Me and White Supremacy: Combat Racism, Change the World and Become a Good Ancestor by Layla F. Saad
There were many parts of this books I found interesting and enlightening. It definitely made me think about things in a new way. However, I didn’t get as much from it as I had hoped. I had so many questions that I felt when unanswered. There are a few other books on the subject of racism that I hope to read. 3 stars
So You Want to Talk About Race by Ijeoma Oluo
After reading another book on the subject of race and not getting out of it what I had hoped, I decided to get this book. I absolutely loved it. The clarity with which the book is written makes very clear all the things that I have taken for granted living in the world we live in. It not only opened my eyes but gave me steps to use and how to move forward. As heavy and the subject is, I didn’t feel that the book weighed me down. 5 stars
The Boyfriend Project by Farrah Rochon
Samiah Brooks becomes an unwilling internet sensation when she discovers her boyfriend is dating two other women. Instead of drama or fighting, Samiah, Taylor, and London form an instant tight bond of strong, smart, independent women and I absolutely loved their relationship with each other.
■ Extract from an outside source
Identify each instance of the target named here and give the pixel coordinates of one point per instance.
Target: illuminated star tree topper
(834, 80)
The three women make a pact to spend the next six months bettering themselves and perusing their dreams and supporting each other. Samiah has been thinking about developing a new app for years. Cue: a gorgeous, smart, and thoughtful new co-worker whose chemistry with Samiah is undeniable. I loved so many things about this book especially the candid discussions about the struggles of a black woman in the workplace and the strong, supportive women in the book. 4 stars
The Devil and the Dark Water by Stuart Turton
Stuart Turton does it again with The Devil and the Dark Water. Like 71/2 deaths of Evelyn Hardcastle, this book is captivating and smart. Turton thinks of every detail and leaves no questions at the end of the book. He writes like it is a puzzle and everything only comes together when the last piece is put into place. Set on a ship that is being haunted by the devil himself, at a time when witchcraft was feared, Samuel Pips and his loyal bodyguard Arent are being transferred to Amsterdam where Sammy will be hanged as a traitor. With Pips, the great problem solver, in chains, the only one that can help solve the mystery of who is killing people on board is Arent. This is such a well-written book and unexpected!
The Ballad of Songbirds and Snakes by Suzanne Collins
If you have read the Hunger Games then you hate Coriolanus Snow. But, how did he come to be the ruthless ruler of Pam-am? This book takes us back to the morning of the reaping of the 10th Hunger Games. Young Coriolanus is the mentor for the female tribute of district 12- the lowest of the low. Now, their fates are entwined as his success in the capital will be determined by her success. This was not as good as the original trilogy; however, it provides enlightenment, insight and so many answers. I really enjoyed the book, 3.5 stars
The Jane Austen Society by Natalie Jenner
Even though I am not a huge reader of Jane Austen, I adored this book. I listened to a wonderful interview with the author who gave huge insights into the book that I would have never known but, that did not stop me from enjoying every aspect of this book. From the story to the characters, I loved it. 4 stars.